Bu mücadele hiç şüphesiz Müslümanların lehine olan batıl ehlinin aleyhine olan bir mücadeledir. Şüphesiz ki Allah bu mücadelede müminlerin safındadır,
وَاللّٰهُ غَالِبٌ عَلٰٓى اَمْرِه۪ وَلٰكِنَّ اَكْثَرَ النَّاسِ لَا يَعْلَمُونَ
Onu satın alan Mısırlı, hanımına demişti ki: “Ona iyi bak. Umulur ki bize bir faydası dokunur ya da onu evlat ediniriz.” Sözlerin/rüyaların yorumunu öğretmek için Yusuf’a imkân verip, yeryüzünde yerleşik kıldık. Allah, emrinde Galip’tir. Fakat insanların çoğu bilmezler. (Yûsuf, 21)
6- Hak kalıcı batıl ise yok olmayı mahkumdur;
Hak mü’minlerin ve müslümanların hayatlarında nasıl kalıcı, baki ve en mükemmelliğiyle doğru olan ise hatta müşrik ve kafirlerin en zor ve sıkıntılı anlarında bile hakkın kalıcı özelliği ortaya çıkmaktadır. Batıl insanı kendisi ile beraber uçuruma götüren ve yok oluşa sebep olan sistemin adıdır.
وَقُلْ جَٓاءَ الْحَقُّ وَزَهَقَ الْبَاطِلُۜ اِنَّ الْبَاطِلَ كَانَ زَهُوقًا
De ki: “Hak geldi. Batıl zail oldu. Şüphesiz ki batıl, yok olmaya mahkûmdur.” (İsrâ, 81)
İlkel çağlarda batılın temsiliyetini yapanlar Nemrutlar, Firavunları ve Ebu cehiller küfre ve şirke egemenlik, iktidar vermek ve alemlerin rabbi olan Allah’ın iradesini hayattan silip süpürme noktasında peygamberlere karşı savaş açtılar ve tarihin çöplüğünde yerini buldular.
وَنُر۪يدُ اَنْ نَمُنَّ عَلَى الَّذ۪ينَ اسْتُضْعِفُوا فِي الْاَرْضِ وَنَجْعَلَهُمْ اَئِمَّةً وَنَجْعَلَهُمُ الْوَارِث۪ينَۙ
Biz, yeryüzünde zayıf bırakılmış olan (mustazaflara) iyilik yapmak, onları (kendilerine uyulan) imamlar yapmak ve onları (yeryüzüne) vâris kılmak istiyoruz. (Kasas, 5)
وَنُمَكِّنَ لَهُمْ فِي الْاَرْضِ وَنُرِيَ فِرْعَوْنَ وَهَامَانَ وَجُنُودَهُمَا مِنْهُمْ مَا كَانُوا يَحْذَرُونَ
Ve onları, yeryüzünde güç/iktidar sahibi kılmak (istiyoruz). Firavun’a, Haman’a ve ordularına da kendisinden korktukları şeyi göstermek/yaşatmak (istiyoruz). (Kasas, 6)
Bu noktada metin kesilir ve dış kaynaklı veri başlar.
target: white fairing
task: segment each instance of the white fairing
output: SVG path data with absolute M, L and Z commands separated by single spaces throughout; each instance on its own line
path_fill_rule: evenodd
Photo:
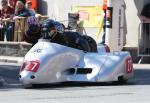
M 109 82 L 117 81 L 119 76 L 125 79 L 133 76 L 132 59 L 128 52 L 85 53 L 60 44 L 39 41 L 24 58 L 25 63 L 30 61 L 38 61 L 39 67 L 37 66 L 37 71 L 34 71 L 34 65 L 30 70 L 30 65 L 26 65 L 20 71 L 20 81 L 23 84 L 64 81 Z M 74 72 L 66 73 L 65 71 L 70 68 Z M 89 68 L 91 72 L 78 73 L 79 68 Z M 31 78 L 32 76 L 34 78 Z

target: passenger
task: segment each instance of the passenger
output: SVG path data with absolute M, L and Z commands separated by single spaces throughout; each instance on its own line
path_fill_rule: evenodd
M 16 2 L 15 18 L 16 17 L 29 17 L 29 16 L 33 16 L 33 15 L 25 7 L 25 1 L 18 0 Z
M 64 32 L 64 26 L 54 20 L 47 19 L 39 25 L 35 17 L 28 19 L 29 29 L 26 32 L 26 41 L 33 45 L 40 37 L 50 42 L 66 45 L 72 48 L 90 51 L 88 41 L 77 32 Z
M 14 15 L 14 9 L 8 6 L 8 1 L 7 0 L 2 0 L 1 1 L 2 5 L 2 19 L 10 18 L 12 15 Z
M 36 12 L 34 9 L 32 9 L 32 2 L 31 1 L 26 2 L 26 8 L 29 9 L 32 16 L 35 16 Z
M 9 6 L 15 10 L 17 0 L 9 0 Z

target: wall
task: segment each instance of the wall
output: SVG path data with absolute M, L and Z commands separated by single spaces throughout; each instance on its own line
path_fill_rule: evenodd
M 100 5 L 102 0 L 39 0 L 40 12 L 48 14 L 50 18 L 65 21 L 68 19 L 68 12 L 71 12 L 73 5 Z M 143 5 L 149 0 L 124 0 L 125 2 L 125 26 L 126 29 L 124 44 L 126 47 L 138 46 L 138 25 L 140 20 L 137 15 L 140 14 Z M 58 8 L 59 7 L 59 8 Z M 95 29 L 93 29 L 95 30 Z M 87 30 L 88 31 L 88 30 Z M 90 30 L 88 31 L 90 33 Z M 92 33 L 92 32 L 91 32 Z

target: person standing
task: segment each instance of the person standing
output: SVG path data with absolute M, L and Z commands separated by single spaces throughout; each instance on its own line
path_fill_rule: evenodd
M 144 51 L 144 54 L 150 55 L 150 45 L 148 42 L 150 42 L 150 3 L 146 4 L 139 16 L 141 22 L 142 22 L 142 38 L 141 38 L 141 44 L 143 46 L 142 50 Z
M 1 18 L 3 21 L 6 20 L 6 22 L 3 23 L 3 30 L 2 30 L 3 32 L 1 35 L 1 40 L 4 40 L 4 35 L 6 35 L 7 41 L 12 41 L 12 37 L 13 37 L 12 24 L 13 23 L 10 22 L 10 18 L 12 18 L 12 16 L 14 15 L 14 9 L 8 5 L 7 0 L 2 0 L 1 5 L 2 5 Z
M 26 2 L 26 8 L 29 9 L 29 12 L 32 16 L 35 16 L 36 12 L 35 10 L 32 8 L 32 1 L 27 1 Z

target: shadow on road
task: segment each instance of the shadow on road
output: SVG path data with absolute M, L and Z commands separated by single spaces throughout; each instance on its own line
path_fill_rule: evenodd
M 0 90 L 23 88 L 18 79 L 19 67 L 0 66 Z M 90 87 L 90 86 L 121 86 L 118 82 L 113 83 L 87 83 L 87 82 L 63 82 L 57 84 L 33 85 L 35 89 L 67 88 L 67 87 Z M 129 80 L 127 85 L 150 85 L 150 69 L 135 69 L 133 79 Z
M 134 77 L 129 83 L 133 85 L 150 85 L 150 69 L 136 69 Z

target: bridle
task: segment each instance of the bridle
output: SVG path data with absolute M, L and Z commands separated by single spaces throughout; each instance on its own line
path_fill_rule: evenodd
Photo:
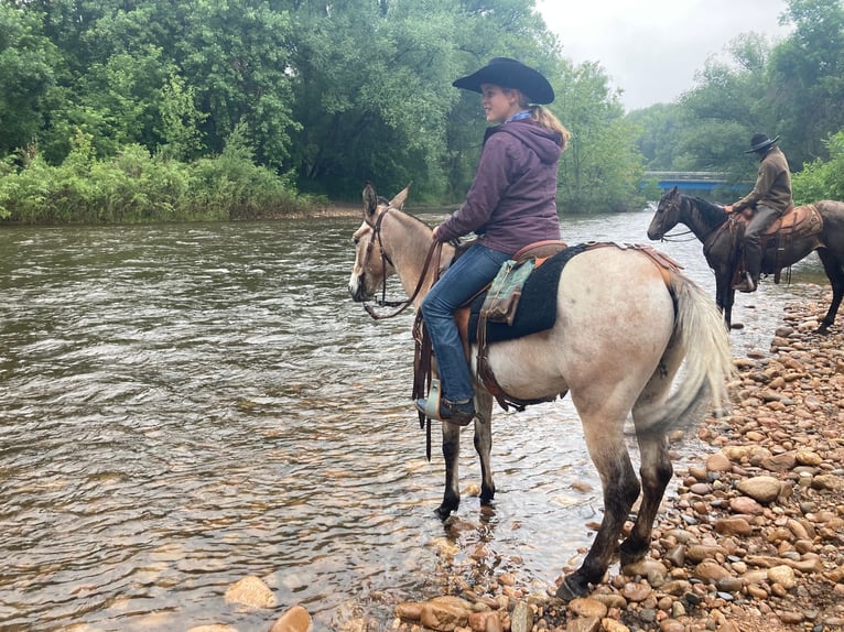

Bugün modern cahiliye ilkel cahiliyenin düştüğü aynı hatayı yaparak bugün bu ilahi öğretilere muhalefet ederek İslam ilahi nizamın yasalarına, kanunlarına hükmetme, yönetme ve idare etme gibi tüm ilahi değer yargıları hiçe sayarak bugün uluslararası kafirler ile yerli kafirler emperyalizm ve kapitalist sermayesi ile küfre egemenlik verme noktasında ilahi öğretilere savaş açmaktadır. Hiç şüphesiz onların dünyaya dayattığı demokrasi putu ve laik küfür sistemi yıkılmaya mahkumdur. Çünkü batıl akla, fıtrata ve hayata karşıdır hak ise daima insanların fıtratlarında, akıllarında ve hayatlarda en ideal olandır.
Tarih boyunca hak ve batıl arasında bu amansız savaş hep devam etmiştir. Kim hakkın yanında olur ve hakkı müdafaa ederse Allah ona rızasını ve cennetini, kim batılın yanında olur batılın müdafaasını yaparsa Allah’ın gazabını ve cehennemini kazanır.